Magic 102.1 Under the Stars Featuring Charlie Wilson, Erykah Badu & the O'Jays Cynthia Woods Mitchell Pavilion May 31, 2014
On a night of classic and modern R&B at a packed house in The Woodlands, with perfect summer weather of clear skies and temperatures below the 80s, Majic 102.1's Under the Stars concert was a powerhouse lineup with more No. 1 hit songs than you can shake a 2014 Free Press Summer Fest at. It was a night of baby-making music where those who had made babies, along with the babies they made, were out to make even more babies.
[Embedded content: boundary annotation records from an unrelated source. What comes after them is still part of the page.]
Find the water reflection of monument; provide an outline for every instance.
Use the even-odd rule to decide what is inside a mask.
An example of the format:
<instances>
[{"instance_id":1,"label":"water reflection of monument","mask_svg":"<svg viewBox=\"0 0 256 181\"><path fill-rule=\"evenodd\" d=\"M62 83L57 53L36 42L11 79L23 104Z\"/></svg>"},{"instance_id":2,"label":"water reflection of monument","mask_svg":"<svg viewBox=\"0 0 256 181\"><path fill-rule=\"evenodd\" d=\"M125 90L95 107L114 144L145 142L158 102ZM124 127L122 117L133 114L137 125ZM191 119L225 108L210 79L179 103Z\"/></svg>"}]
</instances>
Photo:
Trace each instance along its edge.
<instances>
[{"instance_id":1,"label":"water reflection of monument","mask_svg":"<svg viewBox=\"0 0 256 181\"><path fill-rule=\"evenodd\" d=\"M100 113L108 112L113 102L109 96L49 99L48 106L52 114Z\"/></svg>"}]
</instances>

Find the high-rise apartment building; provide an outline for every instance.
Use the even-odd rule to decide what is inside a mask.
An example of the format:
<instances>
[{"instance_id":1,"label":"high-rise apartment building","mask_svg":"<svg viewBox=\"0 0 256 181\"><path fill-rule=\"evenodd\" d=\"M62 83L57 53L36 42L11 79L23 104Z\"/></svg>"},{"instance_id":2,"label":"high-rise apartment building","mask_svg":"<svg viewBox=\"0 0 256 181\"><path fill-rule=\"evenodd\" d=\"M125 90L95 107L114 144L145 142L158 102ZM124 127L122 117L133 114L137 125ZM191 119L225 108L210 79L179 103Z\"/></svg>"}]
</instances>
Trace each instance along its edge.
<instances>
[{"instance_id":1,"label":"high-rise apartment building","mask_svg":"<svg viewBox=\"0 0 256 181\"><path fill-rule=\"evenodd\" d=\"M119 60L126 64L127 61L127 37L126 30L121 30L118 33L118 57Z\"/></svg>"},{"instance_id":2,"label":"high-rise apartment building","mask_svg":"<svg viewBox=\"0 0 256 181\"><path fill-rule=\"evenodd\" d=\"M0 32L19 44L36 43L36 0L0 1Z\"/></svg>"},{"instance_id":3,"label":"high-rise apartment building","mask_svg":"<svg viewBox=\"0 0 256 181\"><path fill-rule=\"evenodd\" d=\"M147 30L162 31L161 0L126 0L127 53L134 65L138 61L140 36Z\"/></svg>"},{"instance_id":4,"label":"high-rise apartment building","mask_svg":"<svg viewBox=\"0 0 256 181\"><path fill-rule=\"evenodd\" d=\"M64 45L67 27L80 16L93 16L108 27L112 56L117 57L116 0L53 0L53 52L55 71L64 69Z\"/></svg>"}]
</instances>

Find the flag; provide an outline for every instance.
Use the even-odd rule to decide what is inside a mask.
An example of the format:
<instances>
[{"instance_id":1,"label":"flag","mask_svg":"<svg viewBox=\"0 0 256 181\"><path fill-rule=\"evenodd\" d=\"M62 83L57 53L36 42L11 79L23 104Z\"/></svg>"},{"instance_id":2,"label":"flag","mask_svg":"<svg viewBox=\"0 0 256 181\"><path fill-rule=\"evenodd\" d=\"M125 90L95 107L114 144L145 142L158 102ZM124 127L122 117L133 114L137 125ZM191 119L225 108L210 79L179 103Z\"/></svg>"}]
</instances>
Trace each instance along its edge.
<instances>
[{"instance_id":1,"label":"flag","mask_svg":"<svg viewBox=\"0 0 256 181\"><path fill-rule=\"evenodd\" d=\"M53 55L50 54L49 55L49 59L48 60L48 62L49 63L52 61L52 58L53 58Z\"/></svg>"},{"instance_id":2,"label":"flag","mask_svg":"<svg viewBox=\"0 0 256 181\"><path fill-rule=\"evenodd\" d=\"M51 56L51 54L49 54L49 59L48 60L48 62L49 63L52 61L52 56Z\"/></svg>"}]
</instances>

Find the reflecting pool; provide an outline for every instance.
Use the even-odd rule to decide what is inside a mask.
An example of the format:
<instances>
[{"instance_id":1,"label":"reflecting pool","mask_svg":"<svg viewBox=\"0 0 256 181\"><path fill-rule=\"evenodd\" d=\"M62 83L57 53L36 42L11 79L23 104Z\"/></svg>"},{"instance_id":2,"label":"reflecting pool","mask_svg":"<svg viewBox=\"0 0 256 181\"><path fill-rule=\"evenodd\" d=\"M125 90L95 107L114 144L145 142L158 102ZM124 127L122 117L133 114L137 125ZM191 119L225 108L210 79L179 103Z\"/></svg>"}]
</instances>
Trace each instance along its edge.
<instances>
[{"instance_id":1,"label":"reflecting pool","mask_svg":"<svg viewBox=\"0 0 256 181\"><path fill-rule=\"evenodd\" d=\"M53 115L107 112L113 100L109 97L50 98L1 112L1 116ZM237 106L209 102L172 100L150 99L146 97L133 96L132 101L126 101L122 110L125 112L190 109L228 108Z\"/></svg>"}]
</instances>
The night's performances jump-started with a defibrillator-like zap with Rock & Roll Hall of Famers and Sound of Philadelphia alums the O'Jays. The classic vocal R&B trio -- dressed in matching white suits featuring jackets with exposed chests, satin frills, fringe at the wrists and sequins -- came with a full band, complete with horn section. They launched onstage with the vigor of acts one-third their age with the 1975 hit "Give the People What They Want."
Instead of hoping the band would play a particular song, the ready-to-party Saturday-night crowd ate up anything the O'Jays played by singing along to every last word. Only during the ballads did the group's energy diminish, giving the older folks a needed break.
During "Cry Together," the audience sang in harmony so well that a choir might as well have shown up to accompany the group onstage. At one point, distracted by a groupie at the edge of the stage, Eddie Levert lost his place and said, in his come-on tone of voice, "Damn, woman. You made me forget what I was trying to say," as he laughed and rubbed his thighs and chest is a sexy way. The O'Jays delivered much more than what might be expected from a band that's been around since 1958.
Next, Erykah Badu came to the stage with a force and aura matching the night's music-industry veteran acts, setting the mood with a nonstop set of soul, electronic funk and hits. Wearing a shawl featuring the eye in the dollar bill's pyramid over a torn T-shirt and several medallions dripping down her chest - plus a skirt, leggings, a top hat and white basketball shoes with long blue feathers stuffed into the back of one - she looked like an R&B version of Alice in Wonderland's the Mad Hatter.
Sometimes she would stop the entire band in mid-song to dramatic and sometimes comical effect. She paused the intro to "Window Seat" to hilariously eat "one chip and [have] one sip" of whatever was in her coffee cup, then cued her band to pick up where they left off. Though she said she hadn't played in a venue as large as The Woodlands in a long while, you couldn't tell from how she grooved and blew the multigenerational crowd away with reinterpreted songs old and new.